Normally, in problems which require 2 or more additional equations, such as those in which the original conditions include 2 variables, or 3 variables and 1 equation, or 4 variables and 2 equations, each of conditions 1) and 2) provide an additional equation. In these problems, the two key possibilities are that C is the answer (with probability 70%), and E is the answer (with probability 25%). Thus, there is only a 5% chance that A, B or D is the answer. This occurs in common mistake types 3 and 4. Since C (both conditions together are sufficient) is the most likely answer, we save time by first checking whether conditions 1) and 2) are sufficient, when taken together. Obviously, there may be cases in which the answer is A, B, D or E, but if conditions 1) and 2) are NOT sufficient when taken together, the answer must be E.

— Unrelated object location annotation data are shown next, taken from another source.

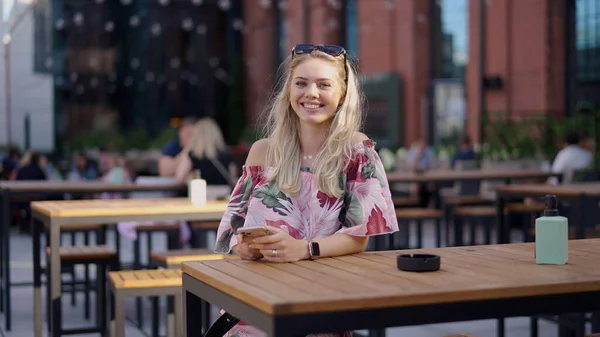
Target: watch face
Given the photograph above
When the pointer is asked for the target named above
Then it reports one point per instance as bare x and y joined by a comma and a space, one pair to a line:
314, 249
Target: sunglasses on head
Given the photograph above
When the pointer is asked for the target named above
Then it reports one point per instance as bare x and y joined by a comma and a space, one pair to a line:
306, 48
329, 49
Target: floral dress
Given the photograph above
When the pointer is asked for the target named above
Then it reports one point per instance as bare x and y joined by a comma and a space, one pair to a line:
365, 209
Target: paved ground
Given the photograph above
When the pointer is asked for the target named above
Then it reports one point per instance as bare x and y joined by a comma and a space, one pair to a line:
22, 299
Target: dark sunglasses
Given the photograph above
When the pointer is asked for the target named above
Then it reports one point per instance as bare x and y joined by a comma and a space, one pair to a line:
329, 49
306, 48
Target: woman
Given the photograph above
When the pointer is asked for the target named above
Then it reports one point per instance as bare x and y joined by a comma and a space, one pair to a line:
207, 153
316, 181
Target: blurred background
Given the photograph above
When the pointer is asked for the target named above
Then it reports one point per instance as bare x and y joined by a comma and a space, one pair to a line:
81, 75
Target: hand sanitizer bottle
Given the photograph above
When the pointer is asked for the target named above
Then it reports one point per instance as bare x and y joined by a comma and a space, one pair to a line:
551, 235
197, 190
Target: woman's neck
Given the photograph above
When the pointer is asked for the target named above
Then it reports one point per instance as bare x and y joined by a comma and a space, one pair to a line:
311, 139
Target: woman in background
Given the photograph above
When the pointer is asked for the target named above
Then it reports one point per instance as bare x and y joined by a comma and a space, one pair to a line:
207, 153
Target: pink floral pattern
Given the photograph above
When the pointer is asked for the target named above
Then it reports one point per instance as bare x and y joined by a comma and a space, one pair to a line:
365, 209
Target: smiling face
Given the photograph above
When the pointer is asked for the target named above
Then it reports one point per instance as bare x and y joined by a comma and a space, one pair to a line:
315, 91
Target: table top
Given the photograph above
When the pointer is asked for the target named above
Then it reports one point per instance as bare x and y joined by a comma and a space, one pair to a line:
565, 190
82, 186
371, 280
124, 207
452, 175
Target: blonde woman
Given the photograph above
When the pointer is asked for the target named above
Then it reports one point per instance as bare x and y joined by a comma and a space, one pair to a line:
206, 151
316, 182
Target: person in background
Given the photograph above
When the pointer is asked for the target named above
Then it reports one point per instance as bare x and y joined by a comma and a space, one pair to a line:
466, 151
117, 174
316, 182
207, 153
172, 151
420, 157
572, 157
82, 169
10, 162
30, 168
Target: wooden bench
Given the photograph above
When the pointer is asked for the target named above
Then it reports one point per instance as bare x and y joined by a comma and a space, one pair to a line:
104, 258
93, 252
205, 225
489, 213
419, 214
147, 283
457, 200
400, 202
173, 258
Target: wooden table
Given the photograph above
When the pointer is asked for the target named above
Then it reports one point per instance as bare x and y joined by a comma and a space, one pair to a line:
466, 175
58, 214
367, 291
585, 195
34, 188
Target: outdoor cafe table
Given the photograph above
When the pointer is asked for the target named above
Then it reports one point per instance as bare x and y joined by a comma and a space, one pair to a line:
367, 291
467, 175
31, 189
586, 195
59, 214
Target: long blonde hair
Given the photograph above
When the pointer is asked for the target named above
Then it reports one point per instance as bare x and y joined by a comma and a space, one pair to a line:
282, 127
207, 139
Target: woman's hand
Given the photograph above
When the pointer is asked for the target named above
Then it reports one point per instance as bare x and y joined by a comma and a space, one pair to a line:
243, 250
280, 246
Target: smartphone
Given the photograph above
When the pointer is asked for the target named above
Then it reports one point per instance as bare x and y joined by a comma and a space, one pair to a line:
250, 233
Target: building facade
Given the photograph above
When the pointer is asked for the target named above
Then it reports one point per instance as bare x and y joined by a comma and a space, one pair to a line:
454, 58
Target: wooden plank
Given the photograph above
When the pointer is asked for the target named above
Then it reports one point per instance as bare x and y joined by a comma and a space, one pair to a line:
83, 186
123, 207
253, 276
350, 285
467, 273
450, 175
565, 190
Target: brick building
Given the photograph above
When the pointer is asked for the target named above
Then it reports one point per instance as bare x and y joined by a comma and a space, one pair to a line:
540, 56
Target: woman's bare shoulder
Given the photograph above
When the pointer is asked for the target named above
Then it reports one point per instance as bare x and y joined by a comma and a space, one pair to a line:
258, 152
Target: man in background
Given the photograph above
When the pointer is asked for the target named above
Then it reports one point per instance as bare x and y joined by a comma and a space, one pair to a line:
572, 157
171, 152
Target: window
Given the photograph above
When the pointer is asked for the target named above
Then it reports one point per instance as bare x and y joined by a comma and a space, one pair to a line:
587, 40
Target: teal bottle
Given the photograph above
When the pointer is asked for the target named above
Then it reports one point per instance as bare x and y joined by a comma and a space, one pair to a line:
551, 235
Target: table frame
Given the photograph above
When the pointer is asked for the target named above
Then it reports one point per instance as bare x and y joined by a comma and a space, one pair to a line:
9, 190
301, 324
54, 229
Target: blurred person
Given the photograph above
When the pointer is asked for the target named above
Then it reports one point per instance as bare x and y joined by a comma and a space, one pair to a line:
420, 157
572, 157
31, 167
316, 182
588, 142
172, 151
466, 151
10, 162
118, 174
207, 153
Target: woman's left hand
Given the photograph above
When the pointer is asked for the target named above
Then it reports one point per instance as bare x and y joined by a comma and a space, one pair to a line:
280, 246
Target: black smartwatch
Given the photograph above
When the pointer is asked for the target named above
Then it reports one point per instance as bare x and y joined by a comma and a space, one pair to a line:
313, 250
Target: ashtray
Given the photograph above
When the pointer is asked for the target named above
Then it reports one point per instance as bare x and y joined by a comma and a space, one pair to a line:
418, 262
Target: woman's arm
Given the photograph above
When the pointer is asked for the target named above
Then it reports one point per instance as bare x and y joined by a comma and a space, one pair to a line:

Re: I, …, E, …, M, …, S, …, K, …, W, … Z The frequencies of the appearance [#permalink]

Show Tags

25 Dec 2017, 22:10

MathRevolution wrote:

[GMAT math practice question]

I, …, E, …, M, …, S, …, K, …, W, … Z The frequencies of the appearance of the letters from ‘A’ to ‘Z’ in a book are listed in decreasing order as shown above. ‘I’ is the most frequently occurring letter. The book contains a total of 100,000 alphabetic characters. Is the probability of randomly selecting an ‘S’ from the alphabetic characters appearing in the book greater than \(\frac{1}{27}\)?

1) The probability of selecting ‘M’ is greater than \(\frac{1}{27}\). 2) The probability of selecting ‘K’ is greater than \(\frac{1}{26}\).

(1) Probability of selecting M is > 1/27, there are a lot of possibilities > 1/27. And since S appears less often than M, its possible that Probability of M occurring is > 1/27, it could be = 1/27 or it could be < 1/27. We cant say. Insufficient.

(2) Probability of selecting K is > 1/26.. Now 1/26 is greater than 1/27. Now, since S appears more frequently than K, Probability of selecting S will be more than that of K. So Probability of selecting S > Probability of selecting K > 1/26. Thus probability of selecting S > 1/26, so obviously its greater than 1/27. Sufficient.